Institutionalize the individualized approach. Make diversity and inclusion real by teaching managers to treat each person as an individual, not as a stereotyped member of some group.
Give managers freedom to make things fair, even if that means making exceptions. When people encounter exceptional circumstances, they might require exceptional responses. Exceptional responses are likely to be different (not equal) for different people. But everyone can expect that managers will extend an exceptional response that fits their exceptional circumstances.
The workplace is fundamentally a social environment. When it's a healthy one, employees can cooperate productively and excel as individuals without being pulled down by toxic behaviors that lead to doubt, selfishness, and negativity.
Leaders should make a conscious effort to give credit when it’s due, and encourage team sharing. Additionally, they should encourage an open office culture. If employees are hesitant to ask for help, there's a possibility that it is fear keeping them back. While boundaries are essential, it pays to encourage employees to ask for assistance when needed.
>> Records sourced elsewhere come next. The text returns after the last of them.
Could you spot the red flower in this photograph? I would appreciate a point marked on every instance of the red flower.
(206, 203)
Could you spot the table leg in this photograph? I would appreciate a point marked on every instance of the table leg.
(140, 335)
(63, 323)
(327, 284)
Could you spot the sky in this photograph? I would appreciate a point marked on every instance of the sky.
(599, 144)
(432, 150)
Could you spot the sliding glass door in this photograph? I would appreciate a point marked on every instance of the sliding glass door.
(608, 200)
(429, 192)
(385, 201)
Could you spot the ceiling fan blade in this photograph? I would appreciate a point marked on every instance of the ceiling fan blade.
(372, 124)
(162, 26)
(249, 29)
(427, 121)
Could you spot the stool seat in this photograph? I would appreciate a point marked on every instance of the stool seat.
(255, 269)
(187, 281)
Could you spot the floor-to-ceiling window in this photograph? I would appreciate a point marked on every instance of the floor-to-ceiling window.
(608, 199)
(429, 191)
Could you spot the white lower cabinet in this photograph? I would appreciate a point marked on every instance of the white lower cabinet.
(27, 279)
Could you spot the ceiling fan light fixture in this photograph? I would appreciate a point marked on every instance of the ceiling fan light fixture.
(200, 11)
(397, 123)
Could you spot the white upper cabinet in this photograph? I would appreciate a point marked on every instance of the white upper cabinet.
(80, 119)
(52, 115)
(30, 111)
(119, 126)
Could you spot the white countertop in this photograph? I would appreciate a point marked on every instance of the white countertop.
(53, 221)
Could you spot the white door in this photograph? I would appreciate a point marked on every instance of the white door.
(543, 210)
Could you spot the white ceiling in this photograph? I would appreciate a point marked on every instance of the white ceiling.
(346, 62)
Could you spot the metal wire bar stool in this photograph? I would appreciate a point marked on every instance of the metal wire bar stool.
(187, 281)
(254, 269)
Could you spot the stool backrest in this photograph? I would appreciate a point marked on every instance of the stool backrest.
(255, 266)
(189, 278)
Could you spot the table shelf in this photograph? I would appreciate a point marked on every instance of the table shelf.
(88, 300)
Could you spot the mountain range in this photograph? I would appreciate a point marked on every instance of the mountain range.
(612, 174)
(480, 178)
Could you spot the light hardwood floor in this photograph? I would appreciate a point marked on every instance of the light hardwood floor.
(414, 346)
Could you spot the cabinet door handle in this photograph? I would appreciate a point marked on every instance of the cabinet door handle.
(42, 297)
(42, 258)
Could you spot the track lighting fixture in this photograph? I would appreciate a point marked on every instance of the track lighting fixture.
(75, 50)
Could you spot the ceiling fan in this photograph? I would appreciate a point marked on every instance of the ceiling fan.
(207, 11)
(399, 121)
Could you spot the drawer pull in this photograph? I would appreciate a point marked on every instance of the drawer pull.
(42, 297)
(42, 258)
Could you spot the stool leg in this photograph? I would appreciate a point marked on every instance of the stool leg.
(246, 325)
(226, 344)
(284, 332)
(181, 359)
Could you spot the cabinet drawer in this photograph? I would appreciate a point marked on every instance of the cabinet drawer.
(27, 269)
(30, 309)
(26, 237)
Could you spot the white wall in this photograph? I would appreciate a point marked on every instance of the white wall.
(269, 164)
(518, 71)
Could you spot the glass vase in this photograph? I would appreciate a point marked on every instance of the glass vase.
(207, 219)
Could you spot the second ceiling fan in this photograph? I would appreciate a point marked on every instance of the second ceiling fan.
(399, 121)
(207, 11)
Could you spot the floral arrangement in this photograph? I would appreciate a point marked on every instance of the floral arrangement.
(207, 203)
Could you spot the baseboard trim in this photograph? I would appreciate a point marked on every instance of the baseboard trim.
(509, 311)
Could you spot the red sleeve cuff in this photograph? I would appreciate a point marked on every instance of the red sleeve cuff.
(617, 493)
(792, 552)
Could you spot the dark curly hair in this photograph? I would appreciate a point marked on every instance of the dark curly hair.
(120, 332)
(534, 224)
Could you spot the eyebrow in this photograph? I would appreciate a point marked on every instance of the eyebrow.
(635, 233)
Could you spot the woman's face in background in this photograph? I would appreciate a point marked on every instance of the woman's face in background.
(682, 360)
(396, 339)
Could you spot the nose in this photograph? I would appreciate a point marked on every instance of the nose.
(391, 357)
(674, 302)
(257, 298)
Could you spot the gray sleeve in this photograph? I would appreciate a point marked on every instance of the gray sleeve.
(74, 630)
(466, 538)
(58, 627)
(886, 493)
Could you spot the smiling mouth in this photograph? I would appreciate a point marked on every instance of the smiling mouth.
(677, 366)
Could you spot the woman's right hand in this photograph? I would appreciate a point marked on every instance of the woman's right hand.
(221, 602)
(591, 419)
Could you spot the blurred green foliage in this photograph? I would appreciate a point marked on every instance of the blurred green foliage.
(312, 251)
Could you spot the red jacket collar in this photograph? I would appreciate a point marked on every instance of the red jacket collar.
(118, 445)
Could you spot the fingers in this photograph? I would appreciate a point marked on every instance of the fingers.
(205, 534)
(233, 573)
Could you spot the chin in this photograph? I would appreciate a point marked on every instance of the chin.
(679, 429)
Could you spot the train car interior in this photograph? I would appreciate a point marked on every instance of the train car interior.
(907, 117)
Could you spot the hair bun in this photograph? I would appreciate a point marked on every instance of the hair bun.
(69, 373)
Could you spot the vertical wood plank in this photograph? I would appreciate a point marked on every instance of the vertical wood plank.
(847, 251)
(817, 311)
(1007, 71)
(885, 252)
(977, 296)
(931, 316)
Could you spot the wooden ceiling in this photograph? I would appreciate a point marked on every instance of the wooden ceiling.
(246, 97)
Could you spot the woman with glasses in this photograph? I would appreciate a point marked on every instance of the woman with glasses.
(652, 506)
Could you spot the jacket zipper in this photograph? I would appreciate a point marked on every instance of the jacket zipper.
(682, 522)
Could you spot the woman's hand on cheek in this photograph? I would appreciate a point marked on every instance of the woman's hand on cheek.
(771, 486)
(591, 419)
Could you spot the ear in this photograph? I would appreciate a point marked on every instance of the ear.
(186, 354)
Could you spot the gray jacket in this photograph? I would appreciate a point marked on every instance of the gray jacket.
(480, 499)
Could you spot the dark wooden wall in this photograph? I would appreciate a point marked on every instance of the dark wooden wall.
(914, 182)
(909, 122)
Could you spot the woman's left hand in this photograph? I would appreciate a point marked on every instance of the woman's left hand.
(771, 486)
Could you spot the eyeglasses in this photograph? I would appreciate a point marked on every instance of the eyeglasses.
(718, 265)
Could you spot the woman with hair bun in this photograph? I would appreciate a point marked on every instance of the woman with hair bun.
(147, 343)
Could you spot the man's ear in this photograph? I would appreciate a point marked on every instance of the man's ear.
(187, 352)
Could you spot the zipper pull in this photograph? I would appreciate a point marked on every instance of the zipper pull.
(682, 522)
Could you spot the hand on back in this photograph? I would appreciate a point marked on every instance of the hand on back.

It's important to remember that when dealing with poor performance, there is always more than meets the eye. Demanding answers and refusing to understand that your workforce are human beings with their own individual needs is a very dangerous approach to communication. Be sure to paint a full picture of why poor performance issues are occurring, and discuss things fully with the team member who is struggling. Often, you'll find an underlying reason.
Mark Webster, Co-Founder, Authority Hacker
Poor managerial communication impacts employee engagement by making team members feel removed from decisions and devoid of any sense of ownership. It can lead to role ambiguity and heightened stress or anxiety from lack of feedback, and ultimately leads to talent drain and low employee engagement.
Set a clear vision for employees that provides an understanding of why their work is valuable. Furthermore, help your teams set clear individual goals.
Reinforcing the vision and goals through regular communication, both in a team setting and one-on-one, will help employees remember how their work furthers the organization’s mission and increases engagement by making the work feel meaningful.
Be proactive about identifying and calling out toxic behaviors in their earliest stages.
If one of your employees is continually negative, difficult, passive-aggressive, or otherwise apt to bring others down, it usually doesn't develop overnight. They begin by testing the water (often, inadvertently and unconsciously as few toxic people actually realize that their behavior is a problem). Then, it escalates over time.
You must be willing to point out toxic behaviors as soon as they’re noticed, and be able to do so confidently and assertively.
Take the toxic employee aside privately and bring up specific events and statements to stay ahead of conflict.
Polly Kay, Senior Marketing Manager, English Blinds
Even if we speak the same language, we often fail at communication. Invest time to help your team understand how to communicate effectively all the time with everyone on the team.
Lead your team to fill out a work style and communication style self-assessment to learn about their strengths and weaknesses. Then, explore in detail what motivates your team, and develop strategies for recognizing different styles and how to communicate effectively with each style.